Yo también tengo fobias serias, un respeto, pero de lo que
tengo mucho es de ideas preconcebidas que me crean rechazo y eso no se puede
evitar o al menos eso creía yo. Concretando, yo siempre he odiado los romis de
los cuartos de baño. A muerte. Los odio básicamente porque son muy de los 70 y
a mí los 70 no me gustan mucho con tanto pantalón campana y tanto marrón y
beige, porque me parecen unos muebles muy pasados de moda, muy tipo Almodóvar y
que generan cierta tristeza con sólo mirarlos.
Gracias a Dios ya no es habitual verlos en España porque la
gente opta por estanterías vistas, muebles bajos o esos terribles muebles de
rejillas tipo verdureros, reconvertidos a neceseres ambulantes… aunque las
abuelas lo siguen usando, repletos de botes de perfume vacíos -¿puede haber
algo más triste?- y jabones olorosos de las bodas y algún bote de pastillas
para suicidarse de tristeza cada vez que uno abra el dichoso romi.
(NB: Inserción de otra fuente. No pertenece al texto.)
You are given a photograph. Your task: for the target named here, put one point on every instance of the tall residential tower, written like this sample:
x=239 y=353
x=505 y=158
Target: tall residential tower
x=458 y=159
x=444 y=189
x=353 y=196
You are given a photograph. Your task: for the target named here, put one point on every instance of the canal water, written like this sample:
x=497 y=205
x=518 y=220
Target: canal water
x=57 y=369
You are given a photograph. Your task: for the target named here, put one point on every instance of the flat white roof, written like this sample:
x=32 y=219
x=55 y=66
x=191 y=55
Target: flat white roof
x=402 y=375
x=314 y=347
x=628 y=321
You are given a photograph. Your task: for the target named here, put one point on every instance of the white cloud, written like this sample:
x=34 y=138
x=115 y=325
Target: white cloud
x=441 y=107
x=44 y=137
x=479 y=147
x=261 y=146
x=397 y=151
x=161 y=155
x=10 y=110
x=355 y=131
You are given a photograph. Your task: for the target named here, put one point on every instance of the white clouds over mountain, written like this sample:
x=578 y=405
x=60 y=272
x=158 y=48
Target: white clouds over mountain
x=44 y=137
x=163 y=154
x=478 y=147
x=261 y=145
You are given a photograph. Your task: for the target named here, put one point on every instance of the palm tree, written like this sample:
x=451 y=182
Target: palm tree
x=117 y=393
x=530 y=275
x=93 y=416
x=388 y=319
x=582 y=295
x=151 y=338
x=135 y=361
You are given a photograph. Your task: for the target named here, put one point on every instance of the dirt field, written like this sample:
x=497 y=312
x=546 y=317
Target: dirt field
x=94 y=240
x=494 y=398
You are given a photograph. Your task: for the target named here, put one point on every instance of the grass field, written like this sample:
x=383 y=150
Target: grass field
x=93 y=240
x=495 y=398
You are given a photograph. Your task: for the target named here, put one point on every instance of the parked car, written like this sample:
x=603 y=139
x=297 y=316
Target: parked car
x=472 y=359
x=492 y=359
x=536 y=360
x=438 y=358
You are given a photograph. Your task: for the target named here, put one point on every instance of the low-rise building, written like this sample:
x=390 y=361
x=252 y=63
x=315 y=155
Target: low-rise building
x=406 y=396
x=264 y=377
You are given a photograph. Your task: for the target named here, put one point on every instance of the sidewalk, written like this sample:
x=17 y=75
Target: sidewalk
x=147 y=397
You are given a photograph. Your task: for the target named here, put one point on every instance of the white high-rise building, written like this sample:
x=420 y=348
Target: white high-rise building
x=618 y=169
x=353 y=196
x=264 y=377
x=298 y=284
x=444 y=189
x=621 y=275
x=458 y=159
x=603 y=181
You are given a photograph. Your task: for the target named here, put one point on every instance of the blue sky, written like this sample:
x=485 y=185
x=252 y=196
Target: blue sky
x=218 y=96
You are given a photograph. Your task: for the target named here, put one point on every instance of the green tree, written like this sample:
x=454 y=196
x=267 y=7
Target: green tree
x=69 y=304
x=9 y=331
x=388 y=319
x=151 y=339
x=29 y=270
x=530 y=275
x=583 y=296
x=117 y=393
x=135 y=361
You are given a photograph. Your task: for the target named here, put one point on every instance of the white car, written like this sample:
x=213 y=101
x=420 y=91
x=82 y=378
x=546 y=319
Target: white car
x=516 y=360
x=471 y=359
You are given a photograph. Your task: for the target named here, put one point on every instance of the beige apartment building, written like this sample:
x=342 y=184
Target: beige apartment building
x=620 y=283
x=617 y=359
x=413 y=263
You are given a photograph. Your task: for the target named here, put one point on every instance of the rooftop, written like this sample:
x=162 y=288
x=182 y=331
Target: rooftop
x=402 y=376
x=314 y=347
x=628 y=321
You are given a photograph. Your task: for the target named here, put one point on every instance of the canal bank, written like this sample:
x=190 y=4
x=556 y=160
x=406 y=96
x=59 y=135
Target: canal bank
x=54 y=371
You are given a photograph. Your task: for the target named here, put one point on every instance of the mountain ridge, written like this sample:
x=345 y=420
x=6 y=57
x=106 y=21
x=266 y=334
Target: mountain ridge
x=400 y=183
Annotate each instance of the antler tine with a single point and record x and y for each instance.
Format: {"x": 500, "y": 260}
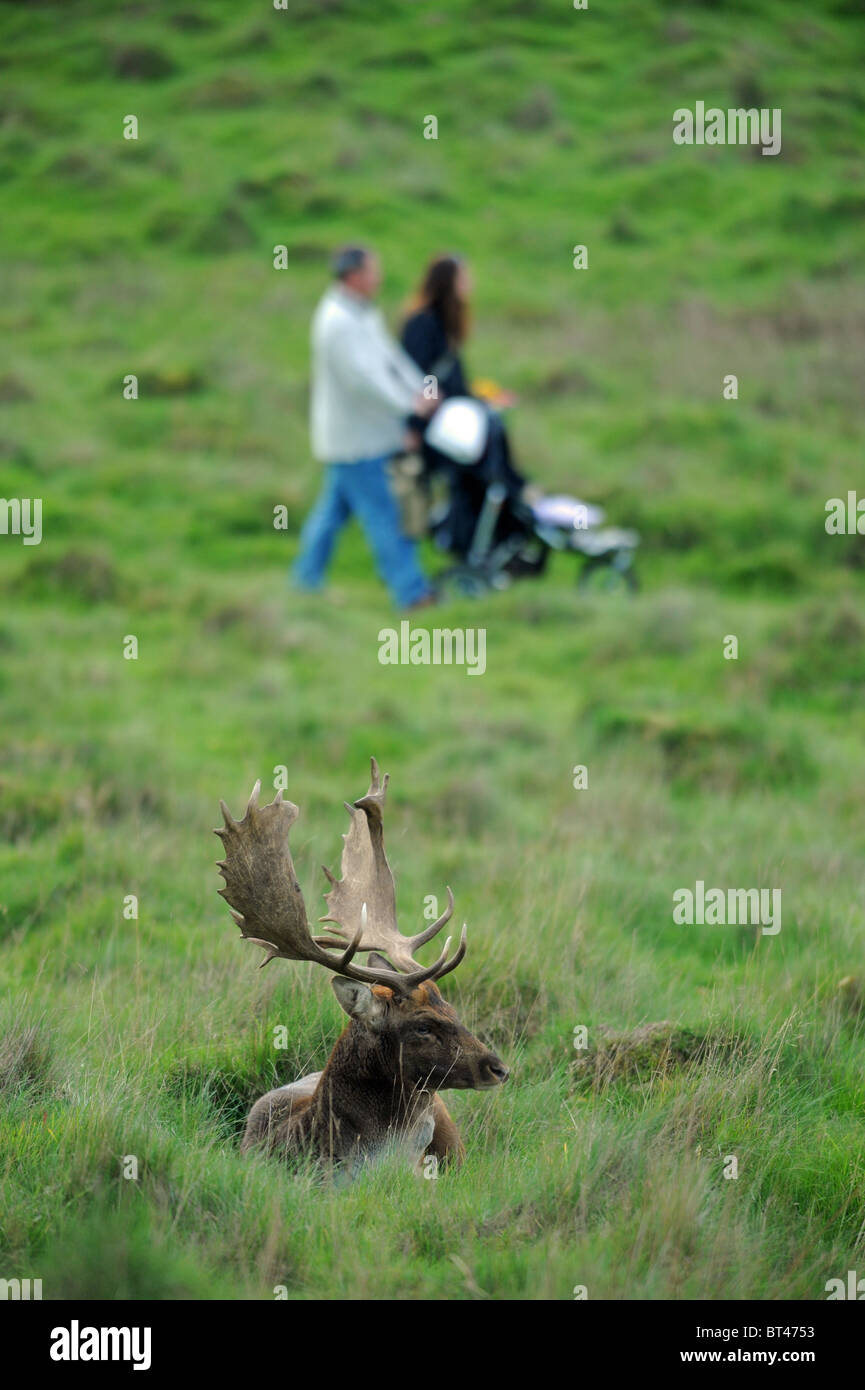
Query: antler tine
{"x": 420, "y": 940}
{"x": 267, "y": 905}
{"x": 458, "y": 954}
Puede que parte de mi rechazo se deba también a las películas
de miedo, en las que el chaval se miraba al espejo –porque la puerta del romi
siempre es un espejo, a ser posible desconchado- y todo en orden, lo abría para
coger cualquier cosa y al cerrarlo ¡zas! la cara de muerto o del asesino o de
ambos estaban reflejadas en él. Danger.
Sea como fuere los odio. A muerte. Así que cuando decoré mi
casa coloqué estratégicas estanterías por el baño y un mueble bajo el lavabo
tipo sauna donde colocar todo lo colocable que las cremas son un submundo en sí
mismas…
La cuestión es que yo era feliz con mis estanterías y mi
mueble bajo hasta que me di a la maternidad y el pelirrojismo tuvo a bien ser
independiente, colarse en el baño y hacerse mascarillas faciales con mi crema
antecelulítica –ahora entiendo lo de su piel tan tersa- o nutrir el suelo con mi clinique regenerante o
lavarle la cabeza al Nenuco con el aceite de almendras dulces del Mercadona. Muy
mal todo. Raro es el día que la pasta de dientes no sufre un par de pisotones
con sus consecuentes vómitos de flúor blanqueante, que el tónico facial no
acaba nadando en la fregona o que los discos limpiadores atoran el wc… Y una,
desesperada, harta de dar voces y castigar al anticristo en la tierra, coloca cual
última pantalla del Tetris todos los botes importantes –y cuando digo
importantes quiero decir caros y/o rompibles- en la única balda a la que no
tiene acceso la pelirroja, quedando todo al borde del desprendimiento al mínimo
movimiento.
Así, cada vez que he de coger la bolsa de las pinturas,
lanzo el antiarrugas contra el bidé y la hidratante me perfora el pie todo
mientras la nena me mira desde abajo cual perrillo hambriento, lampona por ver qué
dejo caer esta vez y ver si puede atraparlo…
Así que me estoy replanteando lo del romi. Que sí, que será
muy de los 70 y muy triste, pero ahí me cabrían tantas cosas y todas tan
ordenadas sin dejar opción al pelirrojismo a destrozarme mis potingues de
belleza que igual me lío la manta a la cabeza y me compro uno. Y si quiere
asomarse la niña de The Ring cuando cierre la puerta que se asome, igual ve la
mala cara que tengo y se asusta ella o se queda a echarme una mano. A saber.